He was even calling God his own father, making himself equal with God. (NIV)
1. The peoples in the time and culture of the Bible knew that children often carried the authority of the family. For example, the son of a king had authority. When Christ said that God was his Father, the Pharisees correctly interpreted that to mean that he had God’s authority on earth, something that Jesus was in fact saying (cp. John 5:17ff).
2. This verse is actually unsupportive of the Trinity. It accurately records that Jesus was saying that God was his father, not that he was himself God, or that he was “God the Son.” It is clear that Jesus’ authority came from the fact that he was the Son of God, not God Himself.
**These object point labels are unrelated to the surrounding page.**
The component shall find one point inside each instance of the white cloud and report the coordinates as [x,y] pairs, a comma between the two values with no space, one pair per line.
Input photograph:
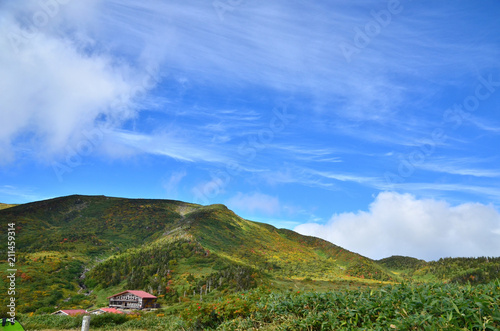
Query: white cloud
[255,202]
[171,185]
[54,89]
[401,224]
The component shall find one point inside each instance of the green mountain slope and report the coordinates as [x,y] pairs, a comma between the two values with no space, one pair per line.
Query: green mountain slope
[73,251]
[478,270]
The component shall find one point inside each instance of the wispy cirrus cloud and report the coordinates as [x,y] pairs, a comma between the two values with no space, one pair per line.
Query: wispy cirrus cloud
[255,203]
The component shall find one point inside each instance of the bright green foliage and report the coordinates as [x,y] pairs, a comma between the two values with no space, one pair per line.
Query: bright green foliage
[73,252]
[479,270]
[396,307]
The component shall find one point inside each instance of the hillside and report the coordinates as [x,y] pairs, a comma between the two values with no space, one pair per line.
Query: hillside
[74,251]
[460,270]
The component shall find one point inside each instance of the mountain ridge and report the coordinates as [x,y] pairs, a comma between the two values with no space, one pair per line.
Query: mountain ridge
[170,248]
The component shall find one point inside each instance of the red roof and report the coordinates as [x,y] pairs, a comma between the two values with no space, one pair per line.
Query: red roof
[140,294]
[111,310]
[72,311]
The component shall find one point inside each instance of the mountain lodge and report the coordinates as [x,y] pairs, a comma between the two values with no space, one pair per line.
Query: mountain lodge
[132,300]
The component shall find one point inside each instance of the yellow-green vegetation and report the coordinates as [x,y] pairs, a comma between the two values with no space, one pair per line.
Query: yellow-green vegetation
[74,252]
[392,307]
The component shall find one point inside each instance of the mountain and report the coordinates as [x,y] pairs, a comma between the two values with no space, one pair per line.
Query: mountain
[478,270]
[74,251]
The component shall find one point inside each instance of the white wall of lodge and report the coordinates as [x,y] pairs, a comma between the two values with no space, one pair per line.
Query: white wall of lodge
[126,300]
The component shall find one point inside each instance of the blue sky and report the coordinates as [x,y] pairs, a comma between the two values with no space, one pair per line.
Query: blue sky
[372,124]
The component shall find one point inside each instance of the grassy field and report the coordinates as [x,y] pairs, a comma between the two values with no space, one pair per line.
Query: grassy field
[391,307]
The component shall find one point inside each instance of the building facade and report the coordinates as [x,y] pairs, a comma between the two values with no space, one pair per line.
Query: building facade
[132,300]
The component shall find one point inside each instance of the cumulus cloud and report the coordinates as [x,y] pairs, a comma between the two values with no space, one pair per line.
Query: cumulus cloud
[55,85]
[401,224]
[255,202]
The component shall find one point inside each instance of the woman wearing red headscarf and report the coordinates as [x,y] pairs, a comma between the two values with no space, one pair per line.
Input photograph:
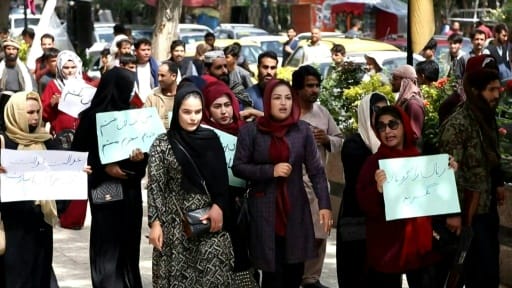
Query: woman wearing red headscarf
[270,154]
[220,111]
[398,246]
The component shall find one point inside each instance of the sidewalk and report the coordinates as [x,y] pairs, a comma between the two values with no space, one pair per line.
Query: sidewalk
[71,257]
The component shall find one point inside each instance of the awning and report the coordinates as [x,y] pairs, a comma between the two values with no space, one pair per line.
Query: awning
[200,3]
[349,8]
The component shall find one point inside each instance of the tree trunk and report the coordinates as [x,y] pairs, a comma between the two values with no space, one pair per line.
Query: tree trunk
[166,27]
[4,13]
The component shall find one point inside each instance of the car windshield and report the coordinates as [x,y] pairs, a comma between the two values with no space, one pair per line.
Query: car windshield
[21,22]
[191,38]
[251,32]
[251,52]
[105,36]
[274,46]
[142,34]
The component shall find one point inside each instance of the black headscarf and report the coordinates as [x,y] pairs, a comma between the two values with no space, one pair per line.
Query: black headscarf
[474,82]
[205,149]
[113,94]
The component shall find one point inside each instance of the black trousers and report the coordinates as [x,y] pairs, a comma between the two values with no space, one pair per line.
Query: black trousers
[114,250]
[482,267]
[29,247]
[425,277]
[351,263]
[287,275]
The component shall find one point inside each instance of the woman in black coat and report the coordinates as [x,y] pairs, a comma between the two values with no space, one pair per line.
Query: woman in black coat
[115,226]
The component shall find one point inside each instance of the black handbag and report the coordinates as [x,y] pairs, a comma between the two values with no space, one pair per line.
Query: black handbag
[192,225]
[444,241]
[65,138]
[106,192]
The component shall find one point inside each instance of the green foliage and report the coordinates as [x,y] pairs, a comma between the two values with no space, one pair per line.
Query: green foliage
[504,121]
[332,93]
[353,96]
[433,96]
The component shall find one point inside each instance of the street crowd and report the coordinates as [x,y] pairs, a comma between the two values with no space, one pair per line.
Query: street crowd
[272,231]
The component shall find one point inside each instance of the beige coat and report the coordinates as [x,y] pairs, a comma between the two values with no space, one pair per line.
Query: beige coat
[162,103]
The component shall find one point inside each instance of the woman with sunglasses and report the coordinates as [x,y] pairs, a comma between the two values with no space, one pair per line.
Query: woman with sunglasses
[398,246]
[270,154]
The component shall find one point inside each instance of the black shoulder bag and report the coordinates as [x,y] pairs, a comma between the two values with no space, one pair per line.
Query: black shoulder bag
[191,220]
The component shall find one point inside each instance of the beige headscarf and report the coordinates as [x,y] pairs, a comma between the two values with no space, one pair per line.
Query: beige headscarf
[17,129]
[408,87]
[364,122]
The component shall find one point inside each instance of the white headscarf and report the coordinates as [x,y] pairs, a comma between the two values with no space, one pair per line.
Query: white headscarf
[408,87]
[63,57]
[364,123]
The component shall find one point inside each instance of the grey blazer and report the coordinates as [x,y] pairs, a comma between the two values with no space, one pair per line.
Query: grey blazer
[252,162]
3. The concept of people being “equal” is found in several places in the Bible. For example, when Joseph was ruling Egypt under Pharaoh, Judah said to him, “You are equal to Pharaoh himself” (Gen. 44:18). Paul wrote about men who wanted to be considered “equal with us” (2 Cor. 11:12). No Christian we are aware of believes that Joseph and Pharaoh or Paul and his opponents are “of one substance,” and make up “one being” simply because they are called “equal.” We believe that John 5:18 should be handled like the other verses that mention equality. Jesus was using God’s power and authority on earth, and was thus “equal” to God in the same way Joseph, who was using Pharaoh’s authority and power, was equal to Pharaoh.